Mit Torhüter-Ikone Toni Schumacher als Vizepräsident und Werner Spinner an der Spitze wagt der 1. FC Köln den Neustart in eine ungewisse Zukunft. Schumacher, der frühere Bayer-Topmanager Spinner und Karnevalsfunktionär Markus Ritterbach als weiterer Spinner-Stellvertreter wurden am Montag bei der außerordentlichen Mitgliederversammlung mit 3233 Ja-, 304 Nein-Stimmen und 35 Enthaltungen gewählt.

„Ich bin kein Heilsbringer und kann keine Wunder bewirken“, sagte Spinner, der die Unabhängigkeit des Trios betonte: „Wir sind keine Marionetten.“ Sein Interesse und das seiner Vizepräsidenten sei „allein das Wohl des 1. FC Köln“. Spinner: „Man muss es spüren und leben, dass in diesem Club alle zusammenstehen.“ Schumacher ist sein Musterbeispiel dafür, was dem FC fehlt: „Toni lebt den Hunger nach Erfolg vor.“ Mit markigen Worten empfahl Schumacher seinen Nachfolgern auf dem Rasen eines, um erfolgreicher zu werden: „Wenn es sein muss, Dreck fressen.“

Das bisherige Präsidium mit dem ehemaligen Weltmeister Wolfgang Overath an der Spitze war am 13. November zurückgetreten.

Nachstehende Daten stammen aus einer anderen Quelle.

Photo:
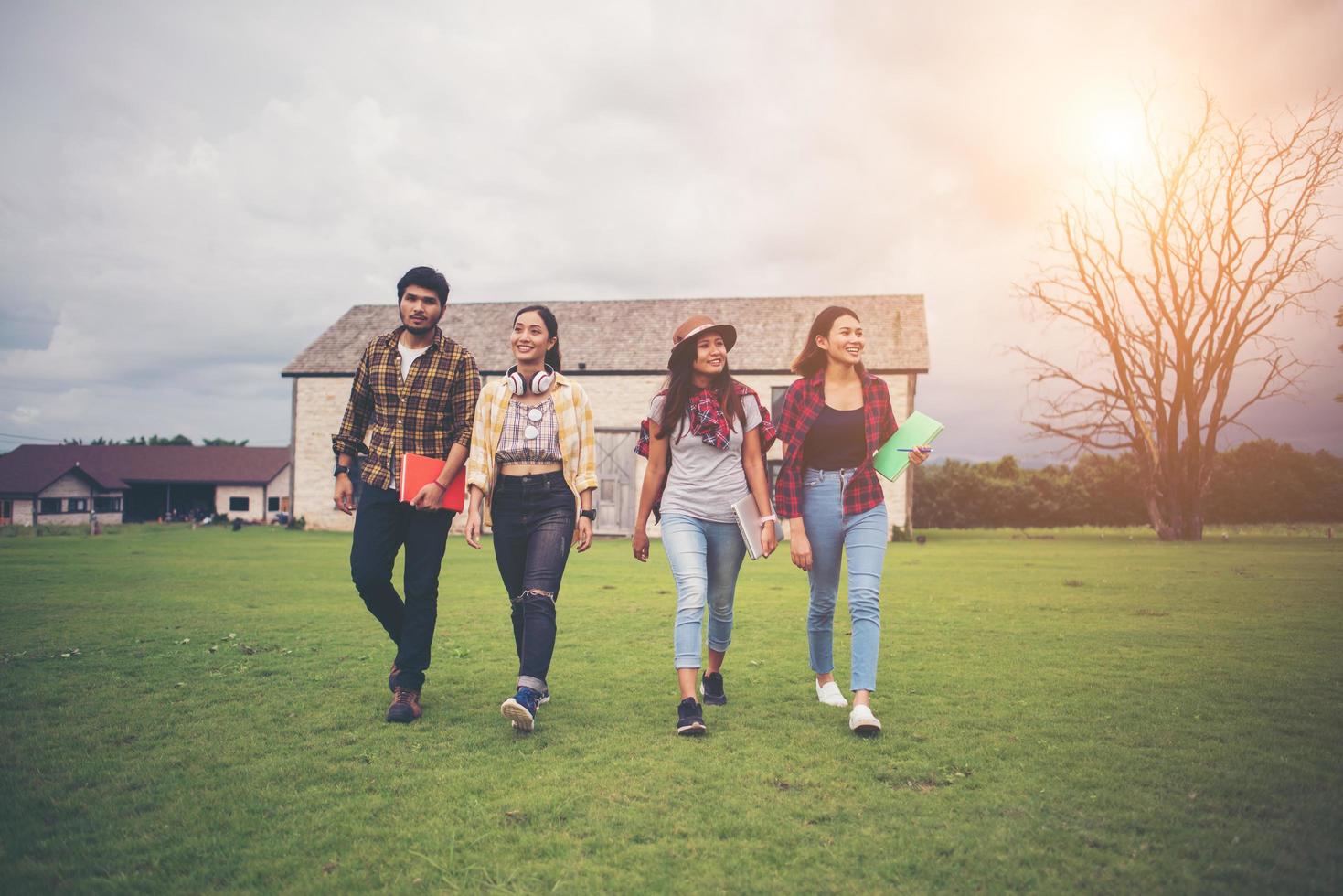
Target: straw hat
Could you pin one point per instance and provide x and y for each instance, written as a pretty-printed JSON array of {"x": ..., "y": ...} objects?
[{"x": 687, "y": 332}]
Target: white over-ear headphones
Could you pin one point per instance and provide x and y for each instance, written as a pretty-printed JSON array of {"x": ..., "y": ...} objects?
[{"x": 540, "y": 382}]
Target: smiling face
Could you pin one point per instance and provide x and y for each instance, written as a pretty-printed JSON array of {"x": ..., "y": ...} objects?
[
  {"x": 845, "y": 343},
  {"x": 710, "y": 355},
  {"x": 529, "y": 340},
  {"x": 421, "y": 309}
]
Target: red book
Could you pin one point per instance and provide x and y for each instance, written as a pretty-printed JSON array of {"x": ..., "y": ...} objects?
[{"x": 418, "y": 470}]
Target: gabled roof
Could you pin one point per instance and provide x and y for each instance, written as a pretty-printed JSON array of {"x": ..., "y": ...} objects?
[
  {"x": 31, "y": 468},
  {"x": 635, "y": 336}
]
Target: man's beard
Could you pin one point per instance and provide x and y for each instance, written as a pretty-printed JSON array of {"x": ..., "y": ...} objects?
[{"x": 420, "y": 331}]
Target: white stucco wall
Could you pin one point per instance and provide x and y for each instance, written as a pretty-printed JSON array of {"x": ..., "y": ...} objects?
[
  {"x": 318, "y": 404},
  {"x": 22, "y": 511}
]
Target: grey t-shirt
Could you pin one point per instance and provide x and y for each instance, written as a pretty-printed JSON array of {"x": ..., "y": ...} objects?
[{"x": 704, "y": 481}]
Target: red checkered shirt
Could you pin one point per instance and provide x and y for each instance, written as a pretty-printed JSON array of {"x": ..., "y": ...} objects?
[{"x": 801, "y": 409}]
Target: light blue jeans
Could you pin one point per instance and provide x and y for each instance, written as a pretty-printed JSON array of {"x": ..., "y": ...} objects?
[
  {"x": 862, "y": 536},
  {"x": 705, "y": 559}
]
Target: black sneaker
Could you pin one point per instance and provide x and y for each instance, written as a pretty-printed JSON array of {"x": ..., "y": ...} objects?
[
  {"x": 710, "y": 686},
  {"x": 689, "y": 719}
]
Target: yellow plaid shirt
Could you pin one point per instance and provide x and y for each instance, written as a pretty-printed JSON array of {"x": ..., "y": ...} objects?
[
  {"x": 572, "y": 415},
  {"x": 426, "y": 412}
]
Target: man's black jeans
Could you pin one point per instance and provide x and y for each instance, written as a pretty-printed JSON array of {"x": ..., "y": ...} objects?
[
  {"x": 533, "y": 528},
  {"x": 381, "y": 526}
]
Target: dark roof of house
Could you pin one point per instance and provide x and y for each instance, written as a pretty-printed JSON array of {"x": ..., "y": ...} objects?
[
  {"x": 31, "y": 468},
  {"x": 635, "y": 336}
]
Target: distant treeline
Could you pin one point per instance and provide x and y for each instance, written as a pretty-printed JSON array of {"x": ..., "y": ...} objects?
[{"x": 1260, "y": 481}]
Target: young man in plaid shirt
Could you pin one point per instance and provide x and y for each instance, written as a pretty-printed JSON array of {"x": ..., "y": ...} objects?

Versammlungsleiter Werner Wolf, der den Club mit seinen fast 58 000 Mitgliedern seitdem kommissarisch führte, machte es schon zu Beginn klar: „Der Verein gehört Ihnen. Sie haben das Wort“, rief er in den Saal der Kölner Lanxess-Arena.

Im Plenum wurde es schnell deutlich: Schon bei der ersten Erwähnung des Namens Schumachers ließen die Mitglieder mit Applaus erkennen, dass die Oppositionsgruppe um den ehemaligen Vereinsmanager Karl-Heinz Thielen keine Chance haben würde. Thielen monierte in seinem Bewerbungsstatement das, was im FC seiner Ansicht nach jahrelang falsch lief: „Vier Abstiege, ein ständiger Existenzkampf und 30 Millionen Miese“ - das sei die Bilanz. Doch nach Spinners Ausführungen vor der Wahl erhoben sich viele und machten mit regelrechten Ovationen klar: Seine Vorstands-Crew würde die Mitglieder eindrucksvoll hinter sich bringen.

Interimstrainer Frank Schaefer schwor alle auf die Zukunft ein, als er voller Überzeugung sagte: „Ich glaube an den Klassenerhalt.“ Im Kampf gegen den fünften Abstieg der Profis um Lukas Podolski, der seine große Liebe FC mit höchster Wahrscheinlichkeit vorzeitig verlassen wird, versprach Schaefer, „bis zur letzten Minute alles zu geben“.

Schumacher feiert ein ehrenamtliches Comeback, das vor Wochen undenkbar schien. Nach 422 Erstligaspielen für den Geißbock-Club (1972 bis 1987) beginnt für ihn eine zweite Karriere. Schumacher soll eine entscheidende Rolle bei der Neuausrichtung des sportlich notleidenden Vereins spielen. Er war von seinem damaligen Arbeitgeber nach dem Erscheinen des Buchs „Anpfiff“ 1987 geschasst worden - jetzt ist er Vizepräsident des dreimaligen deutschen Meisters.